Neglected tropical diseases

The control of neglected zoonotic diseases: from advocacy to action

report of the fourth international meeting held at WHO Headquarters, Geneva, Switzerland, 19–20 November 2014

WHO/Department of control of neglected tropical diseases

Publication details

Editors: Dr B. Abela-Ridder/Neglected Zoonotic Diseases
Number of pages: 44 p.
Publication date: August 2015
Languages: English
ISBN: 978 92 4 150856 8
WHO reference number:



The fourth International Meeting on the Control of Neglected Zoonotic Diseases (NZDs) was held on 19–20 November 2014. The meeting was financially supported by the European Union seventh framework programme through the ADVANZ (Advocacy for Neglected Zoonotic Diseases) and ICONZ (Integrated Control of Neglected Zoonoses) projects. It was hosted by WHO at its headquarters in Geneva, Switzerland, and opened by the Assistant Director-General, Dr Nakatani.

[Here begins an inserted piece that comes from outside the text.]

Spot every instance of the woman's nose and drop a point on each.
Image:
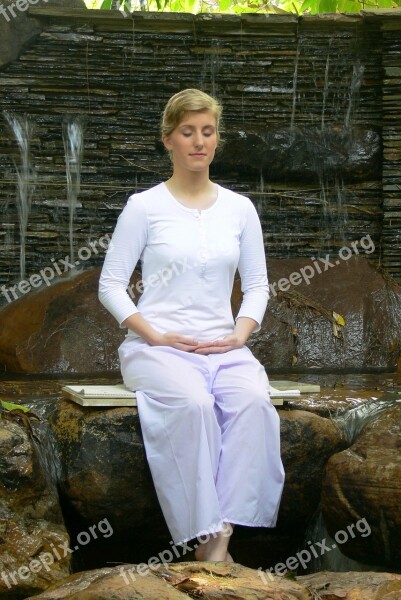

NZDs are found in communities in low-resource settings across the world, where they impose a dual burden on people’s health and that of the livestock they depend upon. National governments are increasingly seeking to mitigate the impact of NZDs on their citizens by implementing control programmes to address these burdens. These initiatives have been strongly endorsed by the Food and Agriculture Organization of the United Nations, the World Organisation for Animal Health and WHO tripartite and financially supported by members of the broader international community including the Bill & Melinda Gates Foundation, the UK Department for International Development, the European Union, the International Development Research Centre and the CGIAR.

WHO’s 2012 Roadmap on accelerating work to overcome the global impact of neglected tropical diseases (NTDs) and Resolution WHA66.12 on NTDs adopted by the World Health Assembly in May 2013 have enhanced the visibility of zoonotic NTDs’ – notably rabies, cysticercosis, echinococcosis, human African trypanosomiasis, foodborne trematodiases and leishmaniasis. Although not specifically included in the WHO Roadmap, other diseases have been addressed by the NZD community such as anthrax, bovine tuberculosis, brucellosis and leptospirosis.